From 1994 to 1998, he was the Director of the Indian Cultural Centre in Berlin where he dealt with Public diplomacy. From March 2001 to June 2002, he worked at the Ministry of External Affairs in New Delhi as the Staff Officer to the Foreign Secretary of India. Subsequently, he functioned at the Prime Minister's Office in New Delhi as the Deputy Chief in the Division of National Security Affairs, Defence and International Policy.

Bambawale was the Minister (Political) and Head of the Political Wing at the Indian Embassy in Washington, D.C. from July to September 2007. From September 2007 to December 2009, he served as India's first Consul General in Guangzhou.
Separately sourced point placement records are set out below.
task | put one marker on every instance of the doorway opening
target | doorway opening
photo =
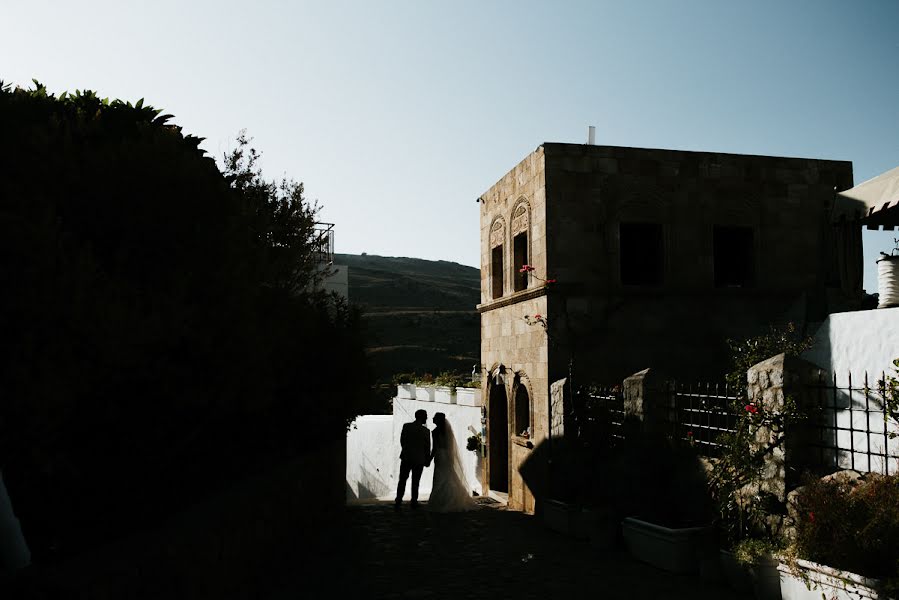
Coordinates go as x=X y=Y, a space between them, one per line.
x=498 y=435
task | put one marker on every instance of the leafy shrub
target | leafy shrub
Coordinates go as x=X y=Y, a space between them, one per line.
x=852 y=525
x=401 y=378
x=424 y=379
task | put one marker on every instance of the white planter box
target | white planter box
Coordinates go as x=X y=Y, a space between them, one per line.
x=424 y=393
x=674 y=550
x=405 y=391
x=763 y=577
x=826 y=581
x=564 y=518
x=444 y=394
x=468 y=396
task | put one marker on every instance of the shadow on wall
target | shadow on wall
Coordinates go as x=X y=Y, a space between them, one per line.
x=646 y=476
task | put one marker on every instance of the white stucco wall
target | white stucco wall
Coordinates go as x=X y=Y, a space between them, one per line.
x=857 y=342
x=860 y=342
x=370 y=470
x=373 y=449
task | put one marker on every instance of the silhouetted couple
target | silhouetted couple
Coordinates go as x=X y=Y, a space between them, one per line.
x=449 y=492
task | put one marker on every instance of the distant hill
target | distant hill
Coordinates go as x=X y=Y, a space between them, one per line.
x=419 y=314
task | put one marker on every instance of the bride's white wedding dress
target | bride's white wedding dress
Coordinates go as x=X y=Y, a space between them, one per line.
x=450 y=492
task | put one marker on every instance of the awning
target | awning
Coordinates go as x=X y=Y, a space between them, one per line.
x=875 y=203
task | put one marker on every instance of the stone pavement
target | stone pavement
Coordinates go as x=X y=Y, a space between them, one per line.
x=488 y=553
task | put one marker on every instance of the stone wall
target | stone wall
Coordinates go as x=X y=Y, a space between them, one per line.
x=682 y=322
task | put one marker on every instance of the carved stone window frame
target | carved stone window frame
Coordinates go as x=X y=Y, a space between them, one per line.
x=497 y=237
x=520 y=219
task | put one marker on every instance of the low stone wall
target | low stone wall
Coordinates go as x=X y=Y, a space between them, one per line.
x=225 y=546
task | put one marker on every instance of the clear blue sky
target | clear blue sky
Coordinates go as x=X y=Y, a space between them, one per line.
x=398 y=114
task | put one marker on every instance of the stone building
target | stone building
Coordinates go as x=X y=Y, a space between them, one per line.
x=643 y=257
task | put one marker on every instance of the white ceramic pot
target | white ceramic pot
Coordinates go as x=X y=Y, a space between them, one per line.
x=405 y=391
x=444 y=394
x=424 y=393
x=827 y=581
x=888 y=281
x=675 y=550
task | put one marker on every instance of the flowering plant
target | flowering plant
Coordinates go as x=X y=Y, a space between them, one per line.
x=474 y=443
x=744 y=507
x=537 y=319
x=850 y=522
x=530 y=269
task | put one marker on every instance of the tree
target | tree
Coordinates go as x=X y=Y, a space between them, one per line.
x=162 y=330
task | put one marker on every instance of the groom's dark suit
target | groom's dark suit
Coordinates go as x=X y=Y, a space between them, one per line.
x=415 y=441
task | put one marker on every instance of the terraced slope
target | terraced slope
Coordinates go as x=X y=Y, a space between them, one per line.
x=420 y=314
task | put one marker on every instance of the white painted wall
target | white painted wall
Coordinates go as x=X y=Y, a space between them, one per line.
x=859 y=342
x=373 y=449
x=370 y=461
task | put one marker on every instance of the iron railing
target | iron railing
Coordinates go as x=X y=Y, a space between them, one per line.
x=700 y=414
x=853 y=428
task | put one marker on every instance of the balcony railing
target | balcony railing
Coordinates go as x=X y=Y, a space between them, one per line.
x=323 y=248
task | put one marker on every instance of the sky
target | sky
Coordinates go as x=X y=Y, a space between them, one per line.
x=396 y=115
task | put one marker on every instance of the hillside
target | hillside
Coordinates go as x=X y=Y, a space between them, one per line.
x=419 y=314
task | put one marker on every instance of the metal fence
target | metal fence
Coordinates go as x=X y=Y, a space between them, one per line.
x=699 y=414
x=598 y=416
x=853 y=429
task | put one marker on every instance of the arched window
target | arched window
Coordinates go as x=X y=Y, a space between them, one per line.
x=497 y=236
x=522 y=411
x=520 y=247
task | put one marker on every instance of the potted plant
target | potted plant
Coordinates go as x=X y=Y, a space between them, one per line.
x=424 y=388
x=469 y=394
x=749 y=518
x=670 y=519
x=846 y=538
x=405 y=385
x=445 y=390
x=888 y=277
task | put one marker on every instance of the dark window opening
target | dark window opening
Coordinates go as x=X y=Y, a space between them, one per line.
x=496 y=271
x=520 y=250
x=641 y=253
x=522 y=412
x=734 y=256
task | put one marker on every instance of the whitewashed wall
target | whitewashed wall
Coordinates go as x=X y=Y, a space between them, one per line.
x=373 y=449
x=370 y=470
x=859 y=342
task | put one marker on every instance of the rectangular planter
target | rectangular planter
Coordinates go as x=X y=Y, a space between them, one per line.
x=468 y=396
x=424 y=393
x=674 y=550
x=564 y=518
x=405 y=391
x=829 y=582
x=444 y=394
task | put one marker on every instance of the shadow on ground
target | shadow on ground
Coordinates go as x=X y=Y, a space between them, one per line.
x=488 y=553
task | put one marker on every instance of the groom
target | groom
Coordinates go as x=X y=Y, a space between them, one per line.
x=415 y=441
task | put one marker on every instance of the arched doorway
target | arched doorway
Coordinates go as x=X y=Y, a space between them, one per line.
x=498 y=434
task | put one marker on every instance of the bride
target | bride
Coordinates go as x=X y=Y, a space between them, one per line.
x=449 y=493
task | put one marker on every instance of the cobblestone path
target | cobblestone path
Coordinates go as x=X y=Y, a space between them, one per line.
x=488 y=553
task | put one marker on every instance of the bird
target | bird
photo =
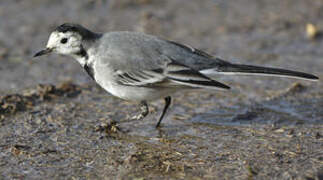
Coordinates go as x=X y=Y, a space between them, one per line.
x=139 y=67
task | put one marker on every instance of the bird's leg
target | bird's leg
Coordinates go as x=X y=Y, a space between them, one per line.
x=144 y=111
x=168 y=101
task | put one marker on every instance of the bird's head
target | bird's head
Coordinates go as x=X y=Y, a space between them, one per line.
x=67 y=39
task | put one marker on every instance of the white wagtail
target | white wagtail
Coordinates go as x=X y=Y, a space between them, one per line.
x=140 y=67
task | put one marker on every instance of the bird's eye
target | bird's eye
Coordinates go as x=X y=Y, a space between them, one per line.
x=64 y=40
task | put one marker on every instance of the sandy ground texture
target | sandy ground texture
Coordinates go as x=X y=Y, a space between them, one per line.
x=56 y=123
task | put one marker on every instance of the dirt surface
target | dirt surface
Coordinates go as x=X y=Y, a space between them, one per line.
x=264 y=128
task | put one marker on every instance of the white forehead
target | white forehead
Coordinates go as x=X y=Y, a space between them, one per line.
x=55 y=38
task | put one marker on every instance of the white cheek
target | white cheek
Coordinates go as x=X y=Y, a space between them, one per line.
x=53 y=40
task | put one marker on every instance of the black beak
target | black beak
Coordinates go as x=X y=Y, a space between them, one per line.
x=43 y=52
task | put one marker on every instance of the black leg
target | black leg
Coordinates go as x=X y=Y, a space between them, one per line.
x=144 y=111
x=168 y=100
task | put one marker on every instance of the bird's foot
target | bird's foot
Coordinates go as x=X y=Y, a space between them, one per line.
x=109 y=127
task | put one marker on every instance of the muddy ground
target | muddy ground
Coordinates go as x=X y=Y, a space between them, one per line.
x=52 y=114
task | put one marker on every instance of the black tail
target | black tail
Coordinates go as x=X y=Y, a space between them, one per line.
x=249 y=69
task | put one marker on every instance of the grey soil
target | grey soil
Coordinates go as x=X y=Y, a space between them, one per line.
x=264 y=128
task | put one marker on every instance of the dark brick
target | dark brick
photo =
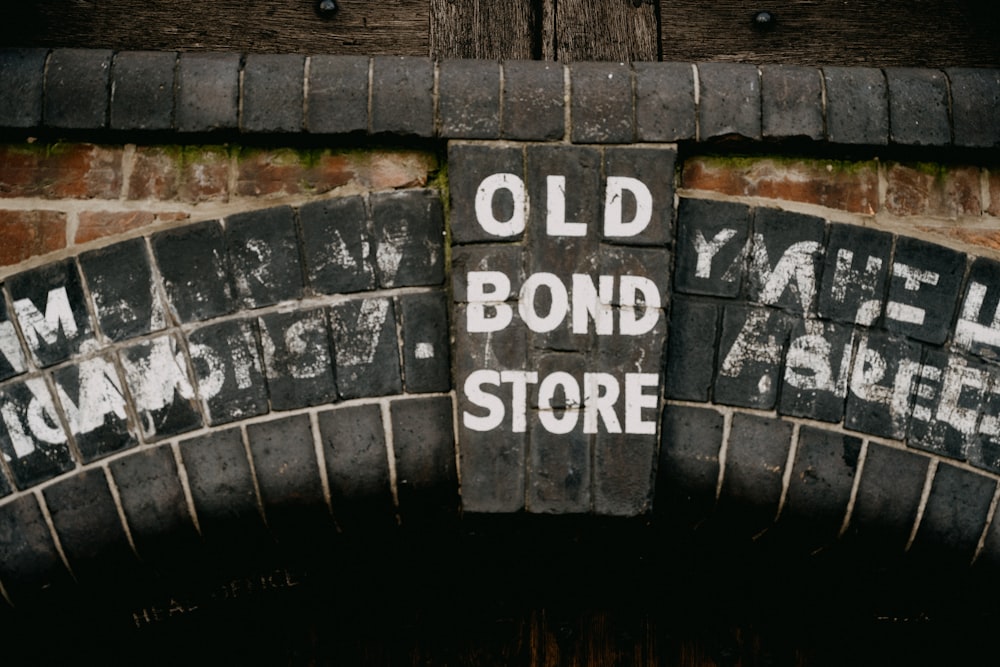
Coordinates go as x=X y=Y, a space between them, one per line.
x=337 y=101
x=424 y=448
x=366 y=348
x=820 y=485
x=954 y=516
x=408 y=238
x=855 y=271
x=978 y=330
x=29 y=561
x=154 y=504
x=857 y=105
x=229 y=371
x=195 y=270
x=357 y=467
x=52 y=311
x=923 y=290
x=874 y=405
x=22 y=73
x=729 y=102
x=654 y=167
x=264 y=256
x=533 y=100
x=221 y=483
x=755 y=461
x=975 y=106
x=403 y=95
x=157 y=377
x=297 y=359
x=121 y=285
x=688 y=470
x=750 y=354
x=142 y=90
x=336 y=245
x=918 y=107
x=468 y=166
x=207 y=91
x=426 y=344
x=889 y=492
x=721 y=230
x=601 y=103
x=692 y=335
x=272 y=93
x=93 y=400
x=785 y=259
x=89 y=528
x=32 y=456
x=469 y=94
x=76 y=88
x=664 y=101
x=792 y=101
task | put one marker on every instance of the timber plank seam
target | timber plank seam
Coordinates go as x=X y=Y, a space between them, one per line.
x=452 y=99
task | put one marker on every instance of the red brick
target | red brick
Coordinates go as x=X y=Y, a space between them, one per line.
x=848 y=186
x=934 y=190
x=26 y=234
x=98 y=224
x=75 y=171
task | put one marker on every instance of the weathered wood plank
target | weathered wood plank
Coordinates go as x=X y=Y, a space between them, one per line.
x=929 y=33
x=360 y=27
x=607 y=30
x=491 y=29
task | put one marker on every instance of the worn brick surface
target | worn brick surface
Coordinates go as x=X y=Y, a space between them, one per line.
x=272 y=93
x=142 y=90
x=469 y=99
x=337 y=100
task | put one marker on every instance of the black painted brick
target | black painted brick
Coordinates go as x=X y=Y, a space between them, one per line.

From December 2009 to July 2014, he was the Joint Secretary (East Asia) at the Ministry of External Affairs in New Delhi.

He also served as the Indian Ambassador to Bhutan from August 2014 to December 2015 and the High Commissioner of India to Pakistan from January 2016 to November 2017.

Bambawale is considered as an expert on China.

Bambawale is the Trustee and Senior Fellow at Pune International Centre- a Pune based non-partisan think tank, he is also the convenor of Asia Economic Dialogue, a 1.5 track geoeconomics dialogue held in collaboration with Ministry of External Affairs and Pune International Centre.
He joined Ola Cabs in 2020, as a senior adviser for corporate and international affairs.